Monday, March 2, 2015

The Lovely Thing About Winter

Winter comes every year and, in most of the world, is colder than the rest of the year. Winter has a 100% rate of accuracy; it always comes and it is always cold. In recent history, winter has never forgotten to blow round and bring with it several months of low temperatures. Yet I have found, with a mixture of amusement and despair, that everywhere I go are people in denial of the regularity of winter. As soon as the leaves are off the trees, the grumbling begins. Even Christmas fails to coax some appreciation from the shivering, bundled populace. They turn their eyes down and in. Down on the dark, frozen ground and in on their chilly, aching selves.

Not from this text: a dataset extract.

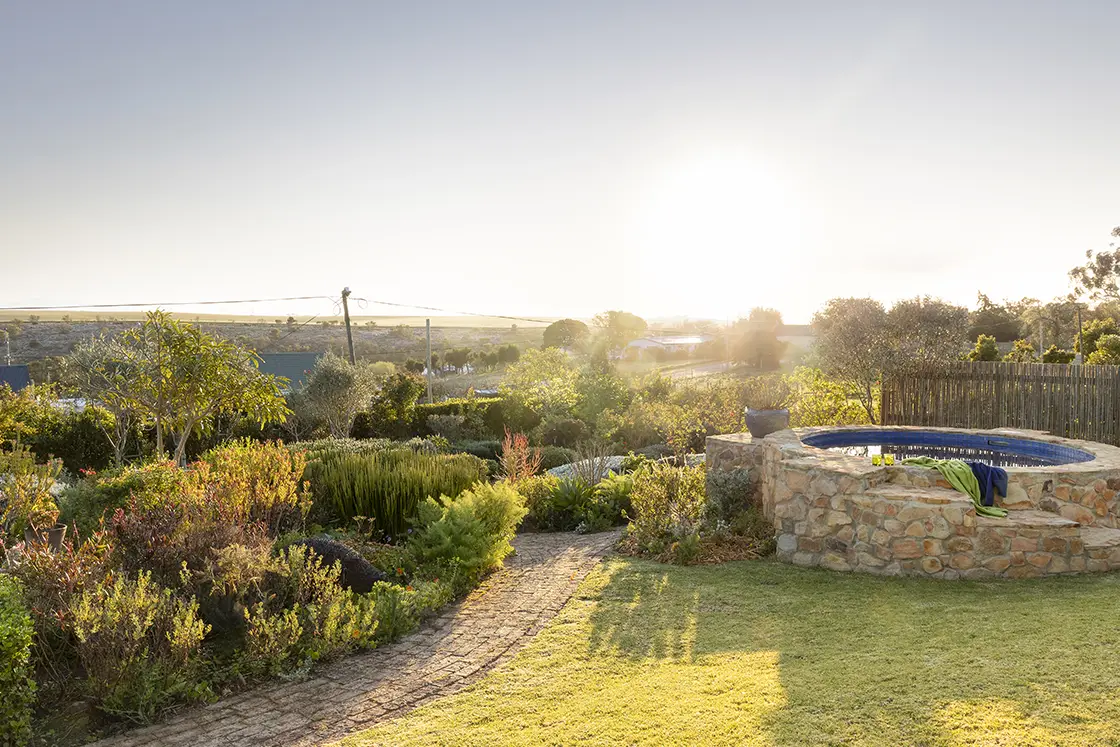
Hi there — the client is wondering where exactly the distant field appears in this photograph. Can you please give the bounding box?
[0,311,553,328]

And they miss out on a season of magic.
My house is nestled in one of those wonderful, remote, sylvan places of the world mostly forgotten by mostly everyone. Except the birds. Birds everywhere. Birds in rainbow droves hopping over the snow, darting through the trees, fluffed out in their brightest winter foliage. When all the world is white and gray, have you ever noticed a cardinal bobbing and darting across a field like a red shooting star? Have you ever noticed a brilliant blue jay clinging to a tree branch like a tatter of blue flag? In winter, birds are like spatters of color on a blank canvas, more brilliant and fascinating, bringing more joy and wonder to me than they ever could in spring.  
Have you ever noticed the sky in winter? Baby blue in morning with lazy, cotton fluff clouds. Clearer than glass at night, the stars like sugar scattered on black velvet. Steely gray, dropping tiny gems of crystal and diamond. In the evening, when the sky is clear, the angle of the sun creates a certain golden light that gilds the landscape in a uniquely intense and wintery way.
And I haven’t even mentioned the music of winter wind, or the sparkle or iced trees, or the splendor of a pink sunrise on a freshly fallen snow.

Winter can be cold, and dark, and inconvenient, but it is also beautiful and majestic. If we try, if we draw our eyes up and out and look around us so that we not only see but also observe, then winter becomes more a collage of sparkle and glister than dusk and dank. Open your eyes and you will begin to discover all the lovely things about winter.